I recently got a blocking board. I had wanted one for quite a while and just hadn't gotten around to making the effort, but for something like a blanket that is on such an obvious grid, this board was invaluable. Please note: I didn't do a lot of research because, as you know, my goal with major purchases isn't to get the smartest or the best or the best value or anything mature and reasonable like that — that's so not my style. My goal is generally to get the whole purchasing experience over with as quickly as possible. But I ran into this (large size) blocking board from Custom Knits Manufacturing and it worked very well, and I am happy with it. So please take that for what it's worth.

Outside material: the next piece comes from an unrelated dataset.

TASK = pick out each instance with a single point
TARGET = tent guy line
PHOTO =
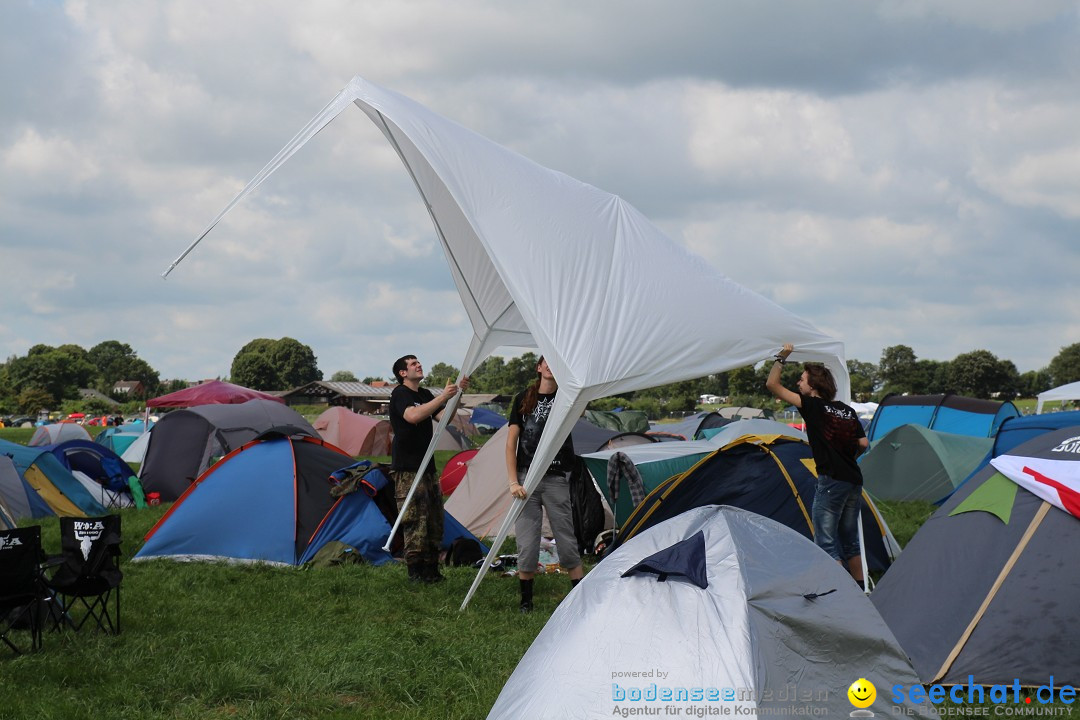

To begin blocking, lay the board out on a table — you are going to be spraying water here, so make sure it is a work table or a waterproof surface (or even a bed, which can take getting damp and will dry just fine). This is the beat up work table that we use for stuff like this, and it is great to have (and will save your back, as opposed to the bed). Place your blanket on the board at the "zero" corner. My gauge for these grannies was 3.5" (9cm) per square, with a 1" (2.5cm) border.
I used fine, sharp 1 1/4" (3cm) nickel-plated (so they won't rust) T-pins, which you can get at any fabric store. (Get 200 of them; I used more than 100 for this.) I pushed the squares around a bit so that I could place a pin on the seam between every two squares while keeping each square to gauge.
Keep pinning all the way down the length of one side, placing pins every 3.5".
The nice thing about the blocking board is that you can turn the board 90 degrees, then begin pinning down the next length.
Go all the way around. I was tugging on this a bit on the third and fourth side; just be sure you are moving the blanket toward the edges from the middle, and not just pulling on the edges and stretching them out of shape.
You can see how it wants to spring back in toward the center. But that's okay. Once it gets its water bath, it will chillax and be happy.
Here comes the water bath. Spray spray spray until it is all nice and saturated. Don't worry, you won't felt the yarn — you'd need heat and agitation for that. Just add water by spraying in an even layer until you can see that your work is dampened through (you can see that it looks all fuzzy here).
Then go back in and finish pinning down the edges, every inch or so, until you have nice smooth lines without obvious puckers toward the center. Then give it another little spray for good measure, clean off the table, and leave it to sit until it's completely dry (overnight, at least — this one took two days).
Oooo, and it's so, so fun to unpin it. Just you wait.